4. Transfusion Related Endothelial Activation and the Influence of Donor Sex
Donor sex related immunomodulation, with increases in pro-inflammatory cytokines, also contributes to endothelial activation. This is a potential predictive marker for transfusion associated adverse outcomes and has recently been shown to be increased with sex mismatched RBC transfusion exposure
[33][69]. In vitro data supports the release of markers of endothelial activation following the incubation of endothelial cells with blood product supernatant
[34][35][70,71]. Clinical data reports increased ICAM-1, a marker of endothelial activation, and syndecan-1, which is released with the loss of endothelial glycocalyx integrity, following RBC transfusion
[36][72]. The link between transfusion exposure and endothelial activation may be directly related to post-transfusion increases in pro-inflammatory cytokines
[37][73], a response observed in the preterm newborn
[21][22][43,44], or due to the presence of free heme and non-transferrin bound iron
[38][39][74,75]. Recently, Alshalani and colleagues reported significantly greater post-transfusion concentrations of syndecan-1 and soluble thrombomodulin in adult intensive care patients who received a single sex-mismatched RBC transfusion compared to those who received sex-matched blood
[33][69]. Critically, both syndecan-1 and soluble thrombomodulin are known predictors of in-hospital mortality
[40][76]. Again, this clinical data has been generated from adult studies, with evidence in preterm newborns lacking.

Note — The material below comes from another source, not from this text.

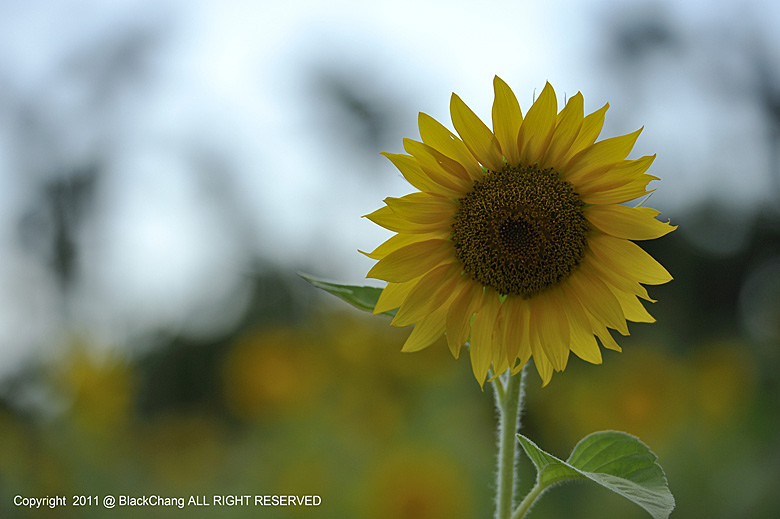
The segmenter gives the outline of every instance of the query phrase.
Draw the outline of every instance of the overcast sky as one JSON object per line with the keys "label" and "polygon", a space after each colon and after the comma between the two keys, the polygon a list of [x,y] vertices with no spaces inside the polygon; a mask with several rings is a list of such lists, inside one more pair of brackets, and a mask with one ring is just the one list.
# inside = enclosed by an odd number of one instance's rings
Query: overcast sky
{"label": "overcast sky", "polygon": [[[451,126],[453,91],[489,122],[494,74],[524,110],[549,80],[561,102],[609,101],[606,136],[644,125],[634,156],[658,154],[649,205],[673,223],[780,194],[758,93],[780,70],[776,2],[267,4],[0,1],[4,369],[64,323],[107,342],[228,326],[247,251],[361,282],[356,250],[387,234],[360,215],[411,191],[379,152],[418,136],[418,111]],[[95,163],[63,311],[35,208]]]}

Extracellular vesicles, specifically microparticles, transfused along with the RBCs are biological response modifiers that may play a significant immunomodulatory role in the transfusion recipient
[41][42][77,78]. They have been shown to accumulate with storage time and increase post-transfusion concentrations of inflammatory markers in the transfusion recipient
[43][25]. This is likely through the direct interaction with monocytes, initiating a pro-inflammatory cascade, and subsequent interactions with T cells. Further, components of the complement cascade such as complement receptor 1 have also been identified in RBC microparticles
[34][70]. Critically, microparticles result in the increased endothelial expression of ICAM-1 and E-Selectin and procoagulant activity
[41][77]. However, no studies have specifically reported the influence of donor sex on extracellular vesicles and microparticles and recipient responses to transfusion exposure.
In summary, there is increasing data supporting biologically plausible pathways by which donor sex related differences in RBC characteristics, immunomodulatory and endothelial responses to transfusion exposure could result in adverse outcomes. However, further exploration of potential biological mechanisms should be an important consideration of future planned studies.